Sri Lanka's latest "mystery'' spinner, Akila Dananjaya is likely to be treated with scant respect by the Black Caps tonight.
Positive intent is the mentality New Zealand are taking into tonight's batting innings, against Sri Lanka in the first Super Eights match of the Twenty20 World Cup. And that means not allowing Dananjaya, especially, to bowl at them.
Ajantha Mendis was the last man to earn the "mystery'' moniker, but most people eventually worked him out and it wasn't until this tournament that he was able to earn a place in the Sri Lankan side again.
Mendis is now injured, after taking six for eight against an inept Zimbabwe side, with Dananjaya expected to take his place.
The tiny 18-year-old, who's barely five-foot tall, was scheduled to play in Sri Lanka's second game of the tournament, against South Africa, but was left out after rain shortened the clash at a seven-over lottery.
He should get a run at the Pallekele International Cricket Stadium tonight, though, where New Zealand captain Ross Taylor said his team don't plan to stand and admire Dananjaya and the rest of Sri Lanka's spinners.
"Any against spin, if you let them bowl to you they dictate and if you can take the attack to them it is a little bit easier,'' Taylor said prior to Black Caps training yesterday.
"The main message is to be aggressive and not let them settle. You've got to assess it very quickly tomorrow.
"The two games that we've had [at Pallekele] against Pakistan and Bangladesh, there was one short boundary and one big boundary...if there is a short boundary then we need to attack that.''
There's a healthy respect for Sri Lanka, within the New Zealand camp. But not to the extent that anyone's intimidated about meeting them on home turf tonight.
"It's always nice to play the host country when it comes to a world cup,'' Taylor said.
"They are going to be a tough opposition, but we have some form players who are doing well at the moment, so it's time for some of the other players to step up and contribute to a team win.''
The Black Caps genuinely do have a useful-looking team here. Things got a bit untidy in their 13-run loss to Pakistan on Sunday but, in spite of all the things New Zealand did poorly in that game, they only lost by a few runs.
It shouldn't be forgotten that Pakistan have been finalists, champions and then semifinalists at the only three previous Twenty20 World Cup and possess a strong line-up again. Provided New Zealand smarten up some of their fielding, then they will be a match for anyone - including Sri Lanka.

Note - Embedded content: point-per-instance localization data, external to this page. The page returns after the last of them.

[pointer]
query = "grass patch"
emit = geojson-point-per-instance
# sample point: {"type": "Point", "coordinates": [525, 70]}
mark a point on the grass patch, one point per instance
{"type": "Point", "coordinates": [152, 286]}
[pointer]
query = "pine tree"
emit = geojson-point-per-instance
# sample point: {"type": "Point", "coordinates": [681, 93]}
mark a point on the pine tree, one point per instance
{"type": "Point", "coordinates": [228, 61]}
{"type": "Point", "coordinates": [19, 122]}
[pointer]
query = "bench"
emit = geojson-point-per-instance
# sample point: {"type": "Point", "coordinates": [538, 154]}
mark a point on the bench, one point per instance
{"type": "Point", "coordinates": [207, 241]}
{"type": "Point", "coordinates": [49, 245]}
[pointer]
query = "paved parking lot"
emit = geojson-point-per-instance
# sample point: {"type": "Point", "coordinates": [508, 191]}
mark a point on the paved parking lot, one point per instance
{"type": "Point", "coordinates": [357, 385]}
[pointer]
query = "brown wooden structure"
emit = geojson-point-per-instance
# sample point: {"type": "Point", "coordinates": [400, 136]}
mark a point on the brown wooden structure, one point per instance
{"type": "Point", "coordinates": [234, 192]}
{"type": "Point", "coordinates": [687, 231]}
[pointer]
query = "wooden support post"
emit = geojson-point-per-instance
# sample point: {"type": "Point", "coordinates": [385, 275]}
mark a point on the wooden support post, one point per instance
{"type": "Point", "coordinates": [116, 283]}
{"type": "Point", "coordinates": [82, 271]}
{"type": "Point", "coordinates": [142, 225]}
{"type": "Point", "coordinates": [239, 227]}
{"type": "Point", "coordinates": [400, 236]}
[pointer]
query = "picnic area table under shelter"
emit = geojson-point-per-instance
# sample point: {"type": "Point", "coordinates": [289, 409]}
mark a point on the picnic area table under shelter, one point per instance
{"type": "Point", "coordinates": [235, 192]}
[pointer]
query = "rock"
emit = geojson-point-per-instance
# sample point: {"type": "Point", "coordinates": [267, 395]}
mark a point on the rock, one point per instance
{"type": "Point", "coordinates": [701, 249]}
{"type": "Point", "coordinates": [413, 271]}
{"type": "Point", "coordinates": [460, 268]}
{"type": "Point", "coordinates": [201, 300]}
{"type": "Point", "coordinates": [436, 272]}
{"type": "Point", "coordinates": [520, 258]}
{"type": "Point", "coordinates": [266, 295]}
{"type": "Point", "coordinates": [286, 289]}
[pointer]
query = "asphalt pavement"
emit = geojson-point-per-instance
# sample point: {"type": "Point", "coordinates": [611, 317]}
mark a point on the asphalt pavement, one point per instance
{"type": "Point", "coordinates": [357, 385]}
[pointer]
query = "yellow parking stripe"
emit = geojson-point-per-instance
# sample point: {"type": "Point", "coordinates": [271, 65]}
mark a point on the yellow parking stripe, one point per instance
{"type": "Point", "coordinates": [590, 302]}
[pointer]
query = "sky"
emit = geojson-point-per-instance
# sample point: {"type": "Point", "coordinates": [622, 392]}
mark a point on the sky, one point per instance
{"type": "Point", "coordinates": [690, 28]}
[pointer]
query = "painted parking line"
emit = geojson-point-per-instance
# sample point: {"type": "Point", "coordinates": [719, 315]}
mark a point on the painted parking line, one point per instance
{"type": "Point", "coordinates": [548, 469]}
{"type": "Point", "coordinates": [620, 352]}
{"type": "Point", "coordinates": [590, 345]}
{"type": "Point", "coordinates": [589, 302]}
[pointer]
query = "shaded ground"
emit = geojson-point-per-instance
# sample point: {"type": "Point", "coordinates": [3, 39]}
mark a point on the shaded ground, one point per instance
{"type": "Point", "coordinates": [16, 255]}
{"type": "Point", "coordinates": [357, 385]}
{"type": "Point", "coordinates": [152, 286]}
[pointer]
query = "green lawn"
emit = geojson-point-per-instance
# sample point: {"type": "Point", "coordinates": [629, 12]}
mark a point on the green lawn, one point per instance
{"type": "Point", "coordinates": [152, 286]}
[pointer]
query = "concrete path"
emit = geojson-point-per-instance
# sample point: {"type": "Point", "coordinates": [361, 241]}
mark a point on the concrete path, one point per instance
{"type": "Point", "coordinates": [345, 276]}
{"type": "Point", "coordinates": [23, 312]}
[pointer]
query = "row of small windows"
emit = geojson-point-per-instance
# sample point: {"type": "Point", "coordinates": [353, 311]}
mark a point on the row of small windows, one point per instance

This is a big night for Brendon McCullum, among others. He started this tournament with a hiss and a roar, belting Bangladesh for an international Twenty20-record individual score of 123.
But he'll be keenly aware that people sometimes regard him as someone who punishes minnows but doesn't always do the same to the better sides. The huge amount of time he's spent in the nets this week, would suggest he wants to change that perception.
There's a wee bit of uncertainty about which Pallekele pitch the game will be played on. New Zealand has played on the same wicket twice, while the fresh one used for Tuesday night's clash between Bangladesh and Pakistan was described by Taylor as "probably the best wicket in the competition so far.''
He doesn't know if it will be used again tonight, a fresh one prepared or the one from the previous games recycled.
New Zealand have a fit 15 to pick from, but it's unlikely that the final XI will differ from the one which lost to Pakistan.